Foodservice Equipment Reports

Used Kitchen Grease Hot Product For Green Market Thieves

It’s a colorful tale: Yellow grease sold on the black market for the green biofuel industry.

Say what? Well, in yet another sign of the myriad ways the world of foodservice is changing, the California Department of Food and Agriculture has teamed up with law enforcement to stop thefts of used cooking oil.

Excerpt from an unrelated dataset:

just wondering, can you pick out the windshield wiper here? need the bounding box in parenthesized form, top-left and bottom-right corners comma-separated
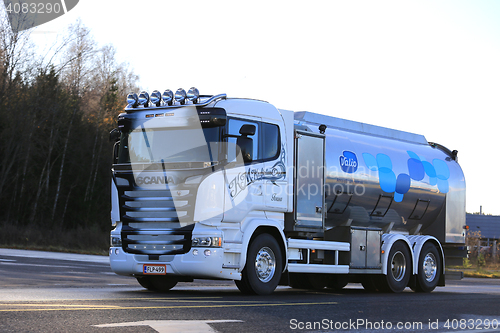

The dirty oil, identified by the CDFA as “inedible kitchen grease” or IKG, has traditionally been hauled away and used as an additive for animal feed. But in the booming green economy, it’s not a waste product any longer. It’s a biofuel for vehicles. Operators are getting paid for it by legal recyclers—and being targeted by thieves who siphon it out of barrels and tap into tanks and sell it to a renderer for filtering. They process it into highly profitable “yellow grease,” which sells for about 40 cents a pound, almost five times what it was 10 years ago. That comes out to about $3 a gallon, close the cost of a gallon of milk.

Restaurants and grease recyclers have been forced to move storage barrels inside, lock them up, or install surveillance cameras.

The CDFA, which regulates IKG transport in the state, is attempting to stem the loss of revenue to legitimate recyclers. Late last month, the agency said it would pay local police to target the alleys and parking lots where restaurants typically park their containers of used grease, and pull over vehicles transporting IKG to make sure they are in compliance with state law.